While every technology is subject to regulation, AI in particular has been hit with broad policies in some regions of the world. 

Said Dr. Tinaikar, “So, the European Union said we need to have a policy on AI. So, they got all the thought leaders, the professors, the bureaucrats and created a 3000-page compendium on data and other kinds of regulatory policies on the use and development of AI. 

“I personally believe such policies will bring the European economy to a grinding halt. I was in DC last week and I had the same question for an American policy maker. And they said we don’t want to do what you did.” 

Here, Dr. Tinaikar was keen to point out that the way that AI is applied is actually very nuanced and specific to the use case and industry it’s being developed to support. For this reason, the policies and regulations aren’t so much about the technology itself but how each industry is going to adopt the technology. 

“What we believe is that AI is a very domain specialized skills. AI is best controlled and managed by the various industries and sectors that use it. For example, we said, did you know that the Food and Drug Administration Authority of America has already approved hundreds of tools and techniques which use AI? Now, do you think a generic AI policy can control that? No. 

“The FDA understands the domain is best positioned to develop its own policy.” 

During the interview, Dr. Tinaikar also pointed out the importance of finding a way to build policies in a way that doesn’t stifle innovation and entrepreneurship. 

“When it creates policies, don’t create policies that will over-regulate entrepreneurship. Don’t create a regulatory authority that cuts across all sectors in a uniform way. Empower the various industries and sectors to regulate themselves with some high-level guardrails. Learn from some of these mistakes that others are doing.”

AI’s impact on productivity 

Finally, Dr. Tinaikar also shared exclusive insights from the work taking place at Ness that highlighted the role of AI within software engineering more clearly. 

Said Dr. Tinaikar, “We used AI-enabled software engineering tools to study the impact on productivity. And we came up with four results. The first result was that senior developers get more benefits from AI than junior developers. Both of them had productivity improvements, but senior people had more value from it.” 

As a result, Ness found that AI wasn’t just changing the way that tasks were completed but actually disrupting the very structure of the team and they way that value and profit is derived from IT service models. 

“What does that do to the traditional IT services pyramid? The traditional IT services business model is based on a pyramid. You have very senior experienced people at the top and then you have a bunch of freshers who are trained and so actually most of the percentage gross profit that IT services makes is from the lower end of the pyramid.” 

“Now, if AI says that the senior engineers are still valuable, but the junior engineers, you will end up compressing. What happens to the pyramid of an IT services industry? What happens to its gross profits? It was fundamentally changed.”

Here, the rise of AI doesn’t mean that IT services aren’t valuable, but companies need to get ahead of how its changing the fundamental economics of the industry. 
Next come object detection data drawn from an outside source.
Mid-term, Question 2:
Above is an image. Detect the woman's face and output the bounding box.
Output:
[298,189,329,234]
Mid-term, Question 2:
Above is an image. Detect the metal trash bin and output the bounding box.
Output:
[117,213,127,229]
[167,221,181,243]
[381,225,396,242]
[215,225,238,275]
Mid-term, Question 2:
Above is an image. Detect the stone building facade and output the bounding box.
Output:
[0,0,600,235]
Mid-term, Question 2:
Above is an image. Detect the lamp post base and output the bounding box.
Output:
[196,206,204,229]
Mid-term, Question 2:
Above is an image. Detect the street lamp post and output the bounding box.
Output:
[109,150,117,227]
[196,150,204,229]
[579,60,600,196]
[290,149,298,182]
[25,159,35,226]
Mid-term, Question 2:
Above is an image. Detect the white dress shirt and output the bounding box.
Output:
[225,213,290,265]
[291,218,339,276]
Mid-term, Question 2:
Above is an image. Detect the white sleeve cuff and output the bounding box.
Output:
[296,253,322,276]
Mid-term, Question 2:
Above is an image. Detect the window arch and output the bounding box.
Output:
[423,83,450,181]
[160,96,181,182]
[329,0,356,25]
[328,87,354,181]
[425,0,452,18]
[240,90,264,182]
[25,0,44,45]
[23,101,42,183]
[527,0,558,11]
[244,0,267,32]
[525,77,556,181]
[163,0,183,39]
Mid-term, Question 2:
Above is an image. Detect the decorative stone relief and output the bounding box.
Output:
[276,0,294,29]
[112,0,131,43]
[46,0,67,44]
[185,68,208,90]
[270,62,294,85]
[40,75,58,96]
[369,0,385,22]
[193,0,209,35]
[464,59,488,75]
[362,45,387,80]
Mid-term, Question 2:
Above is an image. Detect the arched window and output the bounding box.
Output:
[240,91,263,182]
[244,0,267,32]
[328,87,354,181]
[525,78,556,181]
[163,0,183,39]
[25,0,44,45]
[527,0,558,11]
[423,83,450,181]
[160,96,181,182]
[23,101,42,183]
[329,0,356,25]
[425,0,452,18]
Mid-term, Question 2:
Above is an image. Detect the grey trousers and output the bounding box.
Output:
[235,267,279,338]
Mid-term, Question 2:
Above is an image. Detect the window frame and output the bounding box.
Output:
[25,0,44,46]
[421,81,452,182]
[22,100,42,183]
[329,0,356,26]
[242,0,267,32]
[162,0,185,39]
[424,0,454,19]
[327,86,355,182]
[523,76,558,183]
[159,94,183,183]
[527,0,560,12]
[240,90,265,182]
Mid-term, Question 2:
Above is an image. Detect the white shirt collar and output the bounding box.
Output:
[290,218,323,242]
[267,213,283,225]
“That doesn’t mean that you need less people in the pyramid because your demand increases, you’ll need more freshers. But the point is the structure of the pyramid changes. So that is one, it’ll completely change the economics. That’s one. The second is if you look at AI today, it’s still in its nascent state. So it works better with legacy code because it’s understood better. If you try to build a completely new application in a new domain with AI, it’s a little harder. So what that does is it reduces the total barrier to knowledge in writing code,” he concluded.  

As India prepares to see phenomenal growth for its tech sector, getting ahead of AI’s role in the IT services industry will be key to the future, helping to unlock new opportunities and build agile teams.